Une analyse de cas fait apparaître que les femmes reçoivent moins
de propositions lors de la réorganisation de l'entreprise suite à
l'application des 35 heures que les hommes. Par ailleurs, les nouvelles
fonctions et les promotions concernent surtout les hommes.
Enfin, surtout dans les entreprises de main-d'oeuvre, les 35 heures
entraînent un surcroît de flexibilité qui déstabilise
et désorganise la vie des salariés et de leurs familles, ce qui
fragilise là encore plus les femmes que les hommes.
Ces inégalités tiennent ensuite à la
rémunération, car selon le moment du passage de leur entreprise
aux 35 heures et la date de leur embauche, les salariés payés au
SMIC ne voient pas leur heure de travail payée de la même
façon. Salariés à temps partiel sous un régime de
39 heures, salariés passés aux 35 heures avant le 1
er
juillet, salariés passés après le 1
er
juillet... La situation se complexifie de façon inéluctable. Le
système du « double SMIC » se transforme au fur et
à mesure des nouveaux coups de pouce en un système à SMIC
multiple.
Si l'on poursuit sur le rythme d'évolution qui a été
appliquée au mois de juillet 2001
19(
*
)
, l'écart de
rémunération mensuelle entre les salariés
rémunérés au SMIC restés à 39 heures et ceux
passés à 35 heures avant juillet 2000 pourrait atteindre 6 % en
2005. D'ici là, il existera un niveau de SMIC et six niveaux
différents de garanties mensuelles, soit sept niveaux différents
de salaire minimum.
Les inégalités concernent également les conditions de
travail.
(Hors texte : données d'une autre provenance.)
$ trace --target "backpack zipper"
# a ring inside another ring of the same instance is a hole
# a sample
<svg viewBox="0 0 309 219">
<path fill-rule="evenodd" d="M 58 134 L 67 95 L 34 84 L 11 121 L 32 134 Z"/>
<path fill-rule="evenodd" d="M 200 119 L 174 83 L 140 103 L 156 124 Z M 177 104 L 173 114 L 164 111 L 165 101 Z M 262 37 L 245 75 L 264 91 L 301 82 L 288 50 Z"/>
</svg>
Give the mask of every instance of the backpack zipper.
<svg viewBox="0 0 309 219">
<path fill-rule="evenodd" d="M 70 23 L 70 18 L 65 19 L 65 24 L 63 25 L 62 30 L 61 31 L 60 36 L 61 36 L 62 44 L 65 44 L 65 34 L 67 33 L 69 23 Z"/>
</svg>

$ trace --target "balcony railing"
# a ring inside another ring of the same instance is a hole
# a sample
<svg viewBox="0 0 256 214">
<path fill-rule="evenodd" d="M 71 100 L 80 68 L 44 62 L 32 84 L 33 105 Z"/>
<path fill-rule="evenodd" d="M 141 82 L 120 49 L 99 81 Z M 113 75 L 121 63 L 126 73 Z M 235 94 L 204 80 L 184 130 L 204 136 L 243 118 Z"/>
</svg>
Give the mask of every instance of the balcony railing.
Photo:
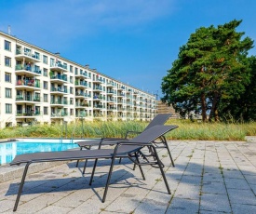
<svg viewBox="0 0 256 214">
<path fill-rule="evenodd" d="M 16 116 L 39 116 L 41 115 L 40 112 L 34 111 L 17 111 Z"/>
<path fill-rule="evenodd" d="M 62 92 L 62 93 L 68 93 L 67 88 L 61 88 L 61 87 L 51 87 L 51 92 L 57 91 L 57 92 Z"/>
<path fill-rule="evenodd" d="M 54 80 L 54 79 L 60 79 L 60 80 L 62 80 L 62 81 L 68 81 L 68 78 L 66 75 L 52 75 L 50 76 L 50 79 Z"/>
</svg>

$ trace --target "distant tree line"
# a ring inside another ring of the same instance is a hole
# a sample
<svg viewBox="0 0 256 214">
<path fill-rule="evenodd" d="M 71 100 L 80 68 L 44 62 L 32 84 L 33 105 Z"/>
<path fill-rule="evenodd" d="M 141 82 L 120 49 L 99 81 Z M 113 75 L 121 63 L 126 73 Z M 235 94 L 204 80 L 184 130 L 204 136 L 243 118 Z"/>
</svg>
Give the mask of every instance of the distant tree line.
<svg viewBox="0 0 256 214">
<path fill-rule="evenodd" d="M 248 56 L 253 41 L 236 31 L 241 22 L 234 20 L 192 33 L 163 77 L 162 101 L 182 116 L 201 114 L 204 122 L 255 120 L 256 58 Z"/>
</svg>

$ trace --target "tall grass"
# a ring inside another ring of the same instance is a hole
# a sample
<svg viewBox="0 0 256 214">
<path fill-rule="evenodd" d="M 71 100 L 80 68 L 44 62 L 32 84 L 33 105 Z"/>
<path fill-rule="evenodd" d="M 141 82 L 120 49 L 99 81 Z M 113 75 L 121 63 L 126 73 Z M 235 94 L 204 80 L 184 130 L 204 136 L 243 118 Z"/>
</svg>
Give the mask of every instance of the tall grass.
<svg viewBox="0 0 256 214">
<path fill-rule="evenodd" d="M 30 127 L 7 127 L 0 130 L 0 139 L 11 138 L 101 138 L 125 136 L 128 130 L 142 131 L 148 122 L 138 121 L 95 121 L 76 122 L 66 127 L 61 124 L 34 125 Z M 166 125 L 179 127 L 167 134 L 168 140 L 245 140 L 245 136 L 256 136 L 256 123 L 192 123 L 170 119 Z"/>
</svg>

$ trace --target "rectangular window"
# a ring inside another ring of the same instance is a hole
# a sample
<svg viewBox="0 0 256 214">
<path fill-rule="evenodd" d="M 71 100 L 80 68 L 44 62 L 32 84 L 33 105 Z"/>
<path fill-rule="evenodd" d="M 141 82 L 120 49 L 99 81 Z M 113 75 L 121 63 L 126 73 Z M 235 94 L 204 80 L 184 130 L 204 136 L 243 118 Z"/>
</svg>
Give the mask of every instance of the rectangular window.
<svg viewBox="0 0 256 214">
<path fill-rule="evenodd" d="M 47 68 L 44 68 L 44 76 L 48 76 L 48 70 Z"/>
<path fill-rule="evenodd" d="M 45 115 L 48 114 L 48 107 L 44 107 L 44 114 Z"/>
<path fill-rule="evenodd" d="M 6 98 L 11 98 L 11 88 L 6 88 Z"/>
<path fill-rule="evenodd" d="M 47 94 L 44 94 L 44 101 L 48 102 L 48 95 Z"/>
<path fill-rule="evenodd" d="M 45 64 L 47 64 L 48 63 L 48 58 L 47 58 L 47 56 L 43 56 L 43 62 L 45 63 Z"/>
<path fill-rule="evenodd" d="M 34 58 L 37 60 L 40 60 L 40 54 L 37 52 L 34 52 Z"/>
<path fill-rule="evenodd" d="M 6 80 L 6 82 L 11 83 L 11 74 L 10 73 L 5 74 L 5 80 Z"/>
<path fill-rule="evenodd" d="M 40 72 L 40 67 L 38 65 L 34 65 L 34 72 L 39 74 Z"/>
<path fill-rule="evenodd" d="M 9 57 L 5 57 L 5 65 L 11 67 L 11 59 Z"/>
<path fill-rule="evenodd" d="M 73 66 L 72 65 L 69 66 L 69 71 L 70 71 L 70 73 L 73 73 Z"/>
<path fill-rule="evenodd" d="M 6 114 L 12 114 L 12 105 L 6 103 Z"/>
<path fill-rule="evenodd" d="M 50 59 L 50 67 L 54 67 L 54 59 Z"/>
<path fill-rule="evenodd" d="M 11 51 L 11 45 L 9 41 L 5 40 L 5 50 Z"/>
<path fill-rule="evenodd" d="M 48 88 L 48 83 L 47 81 L 44 81 L 44 89 L 47 89 Z"/>
</svg>

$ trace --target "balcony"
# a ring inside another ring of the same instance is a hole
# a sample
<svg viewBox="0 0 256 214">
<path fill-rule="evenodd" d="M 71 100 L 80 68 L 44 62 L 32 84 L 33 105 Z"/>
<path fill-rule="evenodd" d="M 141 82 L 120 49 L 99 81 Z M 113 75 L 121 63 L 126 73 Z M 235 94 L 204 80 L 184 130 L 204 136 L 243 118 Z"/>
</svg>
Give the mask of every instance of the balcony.
<svg viewBox="0 0 256 214">
<path fill-rule="evenodd" d="M 114 103 L 115 101 L 114 101 L 114 99 L 108 99 L 108 100 L 107 100 L 107 102 L 108 102 L 108 103 Z"/>
<path fill-rule="evenodd" d="M 34 54 L 29 51 L 24 51 L 20 49 L 16 50 L 15 59 L 23 60 L 25 59 L 26 61 L 29 62 L 39 62 L 41 60 L 40 55 Z"/>
<path fill-rule="evenodd" d="M 88 95 L 86 94 L 85 92 L 75 92 L 75 98 L 85 98 L 85 97 L 88 97 Z"/>
<path fill-rule="evenodd" d="M 90 105 L 88 102 L 75 102 L 76 109 L 85 109 L 89 108 Z"/>
<path fill-rule="evenodd" d="M 100 95 L 100 96 L 95 95 L 95 96 L 93 96 L 93 100 L 103 100 L 103 97 L 101 95 Z"/>
<path fill-rule="evenodd" d="M 66 75 L 51 75 L 50 82 L 58 84 L 68 83 L 68 78 Z"/>
<path fill-rule="evenodd" d="M 125 97 L 124 93 L 117 93 L 117 97 Z"/>
<path fill-rule="evenodd" d="M 18 118 L 26 118 L 26 117 L 33 118 L 40 115 L 41 115 L 40 112 L 34 113 L 34 111 L 24 111 L 24 112 L 17 111 L 17 114 L 16 114 L 16 117 Z"/>
<path fill-rule="evenodd" d="M 103 105 L 100 105 L 100 104 L 95 104 L 93 106 L 93 109 L 102 109 L 103 108 Z"/>
<path fill-rule="evenodd" d="M 114 90 L 107 90 L 107 94 L 113 95 L 114 94 Z"/>
<path fill-rule="evenodd" d="M 89 79 L 89 77 L 88 76 L 88 74 L 86 73 L 76 72 L 74 75 L 75 75 L 75 77 L 79 77 L 79 78 L 83 78 L 83 79 Z"/>
<path fill-rule="evenodd" d="M 17 95 L 16 103 L 38 103 L 41 102 L 39 97 Z"/>
<path fill-rule="evenodd" d="M 50 94 L 67 94 L 68 90 L 63 87 L 51 87 Z"/>
<path fill-rule="evenodd" d="M 112 82 L 107 83 L 107 87 L 114 87 L 114 83 Z"/>
<path fill-rule="evenodd" d="M 26 76 L 40 76 L 42 74 L 41 70 L 36 70 L 29 65 L 18 64 L 15 66 L 15 74 L 19 75 Z"/>
<path fill-rule="evenodd" d="M 102 87 L 93 87 L 93 91 L 101 91 L 102 90 Z"/>
<path fill-rule="evenodd" d="M 88 85 L 86 82 L 83 81 L 75 81 L 74 82 L 75 88 L 88 88 Z"/>
<path fill-rule="evenodd" d="M 36 79 L 20 79 L 16 83 L 16 89 L 24 89 L 27 91 L 40 90 L 40 82 Z"/>
<path fill-rule="evenodd" d="M 50 105 L 52 105 L 52 106 L 56 106 L 56 107 L 62 107 L 62 106 L 64 106 L 64 105 L 67 105 L 68 104 L 68 101 L 66 101 L 66 100 L 63 100 L 63 101 L 61 101 L 61 100 L 53 100 L 53 101 L 50 101 Z"/>
<path fill-rule="evenodd" d="M 62 118 L 64 116 L 68 116 L 68 114 L 67 113 L 52 113 L 50 114 L 50 117 L 51 118 Z"/>
<path fill-rule="evenodd" d="M 57 72 L 68 72 L 68 67 L 66 64 L 62 64 L 61 62 L 52 63 L 50 65 L 51 71 L 57 71 Z"/>
<path fill-rule="evenodd" d="M 97 77 L 97 78 L 94 78 L 92 81 L 93 81 L 93 83 L 101 84 L 103 82 L 103 79 Z"/>
</svg>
Selon la nature de l'emploi et la fonction du salarié, les 35
heures se sont traduites soit par une amélioration de sa vie
quotidienne, soit par une détérioration de ses conditions de
travail. Environ la moitié des salariés constatent une exigence
de polyvalence accrue, plus de 40 % considèrent qu'ils ont moins de
temps pour effectuer les mêmes tâches et près du tiers des
salariés, au premier chef des cadres, déplorent une augmentation
du stress
20(
*
)
.
Auditionnée par votre rapporteur, la CFE-CGC a considéré
que
« les 35 heures se sont traduites pour les cadres par un
supplément de jours de repos (10 à 11) mais aussi par une charge
de travail supérieure »
. Pour l'IFEC,
« les
35 heures ont renforcé les tensions entre cadres et
non-cadres »
car
« les cadres n'ont pas connu de
véritable réduction du temps de travail du fait des forfaits
jours »
.
2. Des inégalités entre les entreprises
Bien
sûr, la principale inégalité entre les entreprises concerne
la taille puisque le Gouvernement a prévu des dates d'application et des
modalités différentes selon que l'entreprise a plus ou moins de
20 salariés.
Mais les inégalités concernent également le secteur
d'activité. Toutes les entreprises sont en effet en concurrence pour
bénéficier des meilleures conditions de financement. Dans la
mesure où les résultats des entreprises de main-d'oeuvre seraient
pénalisés par l'application des 35 heures, ces dernières
pourraient connaître un renchérissement du coût de leur
crédit et pour celles qui sont cotées, une baisse du cours de
leurs actions.
Une telle situation ne pourrait que renforcer une autre
inégalité, celle qui sépare les entreprises
françaises des entreprises étrangères. Comme cela a
déjà été évoqué
21(
*
)
, la perte de
compétitivité des entreprises françaises s'est
accélérée depuis 1998 notamment du fait de la
dégradation de l'environnement juridique, social et fiscal de notre pays.
Aujourd'hui, les entreprises françaises qui disposent de filiales
à l'étranger n'hésitent plus à arbitrer en faveur
de l'Espagne ou du Royaume-Uni pour contourner l'obstacle de la
réglementation française, ce qui constitue une nouvelle
inégalité entre les entreprises hexagonales.